If your baby has had supplements of expressed breastmilk or formula by bottle, this can cause nipple preference, and baby may have trouble latching to the breast. A nipple shield can preserve at-breast feeding in this case.

A nipple shield is not recommended as a solution for nipple soreness.

What are the pros of nipple shield use?

If your baby won’t latch without it, then the nipple shield is a good thing. It’s preserving breastfeeding for you and your baby. One study showed that 88% of mothers reported that nipple shields helped sustain breastfeeding for them.

What are the cons of nipple shield use?

Your baby may not transfer as much milk with the nipple shield, putting him at risk for slow weight gain and putting you at risk for plugged ducts and mastitis. As your baby nurses listen and watch for frequent swallowing. If your baby sucks 3 or more times for every swallow, he’s likely not getting enough milk. If you notice this, be sure your baby is getting the deepest latch possible, and start pumping after feedings at the breast, feeding this milk to your baby right away.
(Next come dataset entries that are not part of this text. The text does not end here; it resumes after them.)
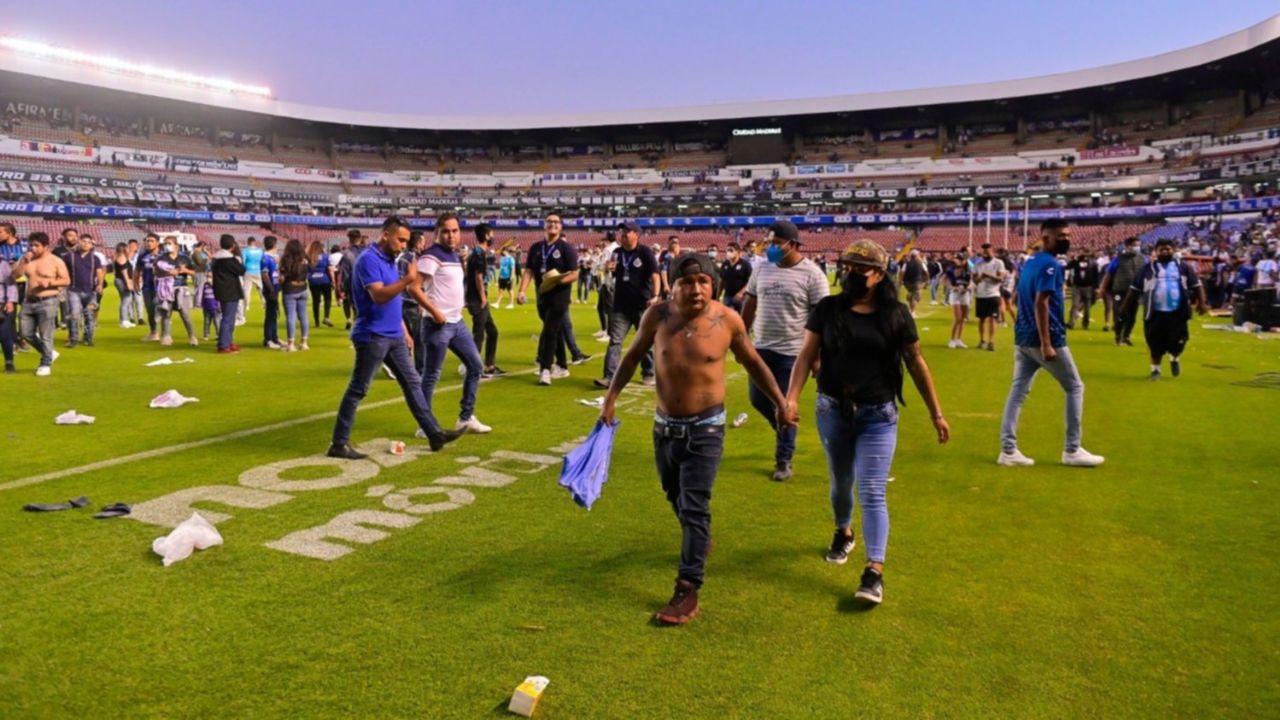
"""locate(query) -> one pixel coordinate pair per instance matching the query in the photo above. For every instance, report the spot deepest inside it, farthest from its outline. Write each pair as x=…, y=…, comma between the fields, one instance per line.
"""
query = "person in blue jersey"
x=270, y=287
x=379, y=337
x=1168, y=288
x=1041, y=338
Then work with a lactation consultant to improve feedings, even if you still need to use the nipple shield. Keep an eye on your baby’s wet and dirty diapers during this time (making sure he has at least 5 wet diapers and at least 4 bowel movements each day) to be sure he is getting enough.

Your breasts won’t be getting the same type of stimulation as they would if your baby was skin-to-skin with you, and your milk supply could decrease as a result. You can pump after feedings to protect your supply, though once your supply is well-established and baby is gaining weight you won’t need to pump anymore.
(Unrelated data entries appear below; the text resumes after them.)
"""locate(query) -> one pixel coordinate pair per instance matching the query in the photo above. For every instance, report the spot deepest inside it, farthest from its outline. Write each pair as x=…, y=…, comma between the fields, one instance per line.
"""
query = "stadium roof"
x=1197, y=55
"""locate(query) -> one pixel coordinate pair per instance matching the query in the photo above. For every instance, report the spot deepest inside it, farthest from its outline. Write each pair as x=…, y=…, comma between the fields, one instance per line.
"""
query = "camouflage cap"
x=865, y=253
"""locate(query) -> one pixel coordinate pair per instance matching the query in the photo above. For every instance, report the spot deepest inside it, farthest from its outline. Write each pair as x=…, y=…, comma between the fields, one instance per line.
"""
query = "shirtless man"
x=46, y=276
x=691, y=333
How do I get rid of the nipple shield?

Try to notice if there are certain times of day or positions when the baby seems more receptive and build on those.
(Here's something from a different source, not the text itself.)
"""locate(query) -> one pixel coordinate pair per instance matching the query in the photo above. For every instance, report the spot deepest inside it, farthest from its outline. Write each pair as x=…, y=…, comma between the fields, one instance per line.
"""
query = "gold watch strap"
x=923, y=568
  • Spend time skin-to-skin and allow your baby to try to latch without the shield when he shows hunger cues.
  • Start a feeding with the shield, and when your baby pauses try to slip the shield off and re-latch.
  • Pump for a few minutes before attempting to latch (which will get the milk flowing and help the nipple to stand out).
  • Let your baby suck on a clean finger before latching, teaching him to keep his tongue down and forward.
  • Try nursing in a different position, or even while in motion.
  • Drip milk on your nipple as baby is trying to latch.
  • Make a “breast sandwich” by holding your breast firmly about 1 1/2 inches from the base of your nipple (usually at the edge of the areola just past where your baby’s lips will be) which makes a firm surface for baby to latch onto. You should flatten the breast parallel to baby’s mouth opening.
  • Apply ice to your nipple before feeding to harden it.
  • Offer the breast without the nipple shield when baby is sleepy or drowsy.
  • Nurse with the shield on the first side, then try on the second breast without it.